No way of understanding why he was repeatedly smashed into bedposts and walls. His universe had no sun.

When his limp body was handed to the nurse at Scripps East the defendant complained of having been peed on.

We came to clearly see that Anthony was an unwanted guest in a step grandmother’s American Dream, mere prey to be devoured by her greedy aspirations.

But, even knowing that, I still was trying to be fair and impartial, and I wasn’t ready to send her off to prison quite yet because the man of the house, her husband, hadn’t been heard from and I was thinking he might be the guilty one – he definitely possessed an extraordinary ability to ignore evil doings.

It was, however, verified that he, like other possible suspects, had been nowhere near his home when the crime took place.

A determined and skilled attorney on the other side had fought ferociously and eloquently for Anthony, as though he were her own, and we jurors, with me being the foreman, rewarded her diligence with a guilty verdict in this sad case.

I’ve never been so eager for an ordeal to end and when I drove away from San Diego’s Superior Court that day I was abuzz with what had to be a touch of PTSD which I was able to relieve a bit through writing a letter to Anthony, to, cosmically, I guess, help him rest in peace with some wee glimmer of dignity, ending my letter with:

“I can only hope, Anthony, that you are comfortable and appreciated wherever you are; that it’s okay to explore and get dirty and learn and grow at your own rate where you are. And I also hope that if there is truly a heaven that that is where you are.

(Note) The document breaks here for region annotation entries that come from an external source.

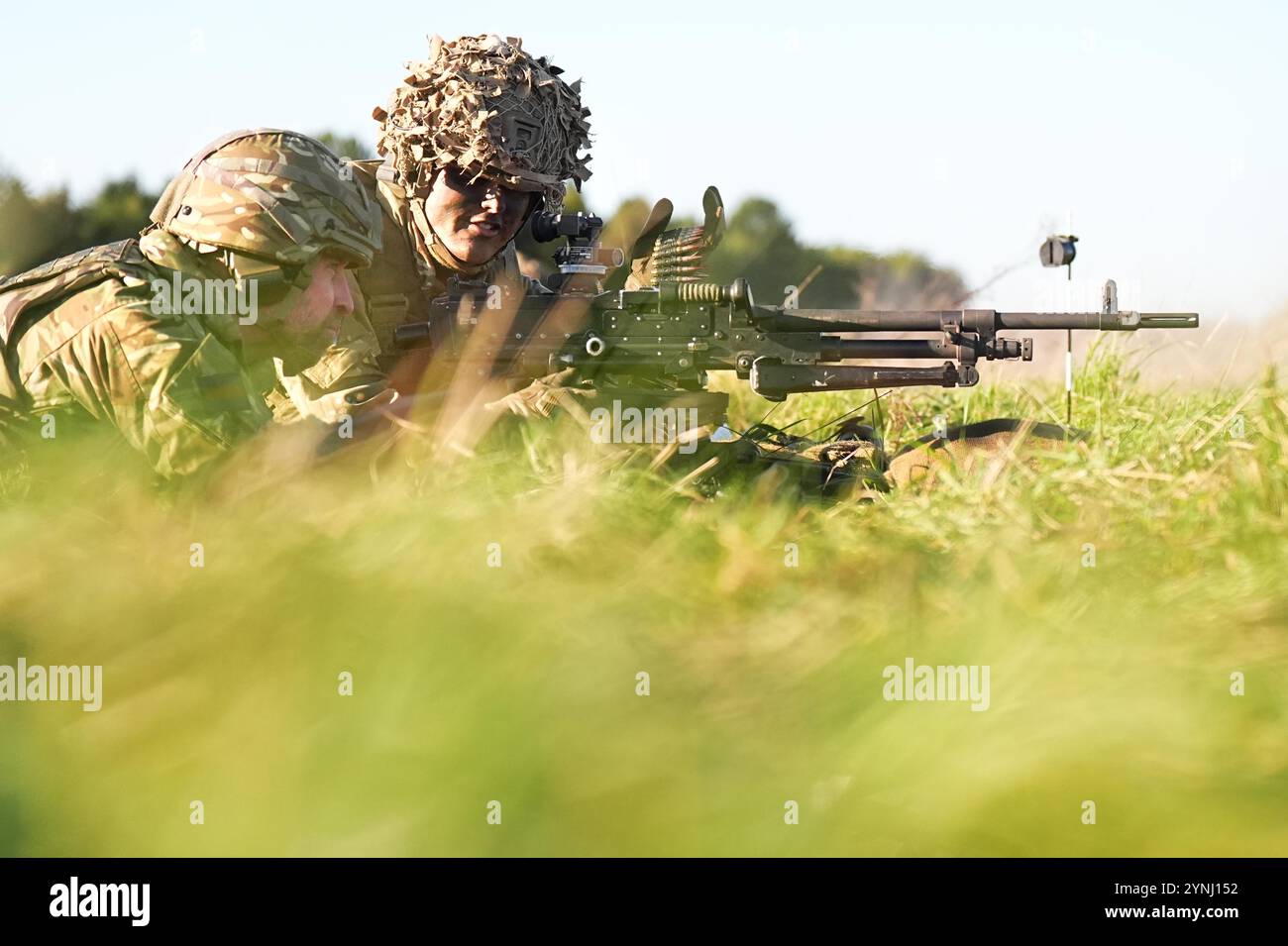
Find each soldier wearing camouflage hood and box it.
[280,36,590,420]
[0,129,378,477]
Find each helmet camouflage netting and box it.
[373,35,590,208]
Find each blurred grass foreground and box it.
[0,342,1288,856]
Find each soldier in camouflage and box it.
[275,35,590,421]
[0,129,380,478]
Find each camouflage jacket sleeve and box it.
[277,244,551,423]
[17,289,270,477]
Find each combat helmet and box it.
[152,129,381,288]
[373,35,590,210]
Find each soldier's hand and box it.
[483,368,592,417]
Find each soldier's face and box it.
[425,168,532,266]
[242,255,355,374]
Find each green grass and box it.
[0,350,1288,856]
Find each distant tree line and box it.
[0,134,969,309]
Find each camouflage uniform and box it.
[274,36,590,421]
[0,129,377,477]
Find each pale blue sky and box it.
[0,0,1288,324]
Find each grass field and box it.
[0,340,1288,856]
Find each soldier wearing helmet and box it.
[0,129,380,477]
[279,35,590,420]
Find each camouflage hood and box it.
[373,35,590,208]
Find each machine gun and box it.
[395,188,1199,400]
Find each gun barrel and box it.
[756,308,1199,332]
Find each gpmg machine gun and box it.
[395,188,1199,409]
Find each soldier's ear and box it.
[519,190,546,231]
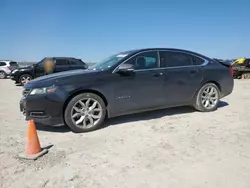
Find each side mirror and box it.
[117,64,134,75]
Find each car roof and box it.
[45,57,81,60]
[124,48,211,59]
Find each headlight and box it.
[11,69,17,74]
[30,86,56,95]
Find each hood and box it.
[25,69,98,88]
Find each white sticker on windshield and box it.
[116,54,128,58]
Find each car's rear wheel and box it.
[0,71,7,79]
[19,74,33,85]
[241,73,250,79]
[194,83,220,112]
[64,93,106,133]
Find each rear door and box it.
[55,59,70,72]
[160,51,204,105]
[9,61,18,70]
[70,59,88,70]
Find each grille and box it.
[23,89,31,97]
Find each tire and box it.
[194,83,220,112]
[241,73,250,79]
[64,93,106,133]
[0,71,7,79]
[18,74,33,85]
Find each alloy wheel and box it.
[71,98,103,128]
[21,76,31,84]
[201,86,219,110]
[0,72,5,79]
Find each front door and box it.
[54,58,70,72]
[114,51,165,113]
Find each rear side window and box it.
[70,60,84,65]
[0,62,6,66]
[192,56,205,65]
[56,59,69,66]
[160,51,193,67]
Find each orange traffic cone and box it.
[21,120,48,160]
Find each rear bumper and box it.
[220,77,234,98]
[19,96,64,126]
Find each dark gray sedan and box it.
[20,48,234,132]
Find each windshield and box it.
[88,53,129,70]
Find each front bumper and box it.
[19,95,64,126]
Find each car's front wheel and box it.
[0,71,7,79]
[194,83,220,112]
[241,73,250,79]
[64,93,106,133]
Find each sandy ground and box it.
[0,80,250,188]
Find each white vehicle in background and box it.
[0,60,18,79]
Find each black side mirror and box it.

“I didn’t know you three weeks and two days ago but now I love you and miss you as much as anybody I have ever loved, missed or known, and that includes some very special people, dude. Thanks for coming into my life, my young brother.”

The letter was written in March of 1997 but there are Anthonys all over the world and the number of children in the United States who are abused and neglected is shocking and shameful – beginning with a president, hopefully about to be impeached, who puts them in cages and separates them from their mothers and fathers, with absolutely no hint of a “reasonable cause,” in blatant violation of international laws.

So, finding the letter reminds me that we still have a way to go when it comes to creating a safe world for our children.

But we must keep at it because the next leg of the pursuit is on them.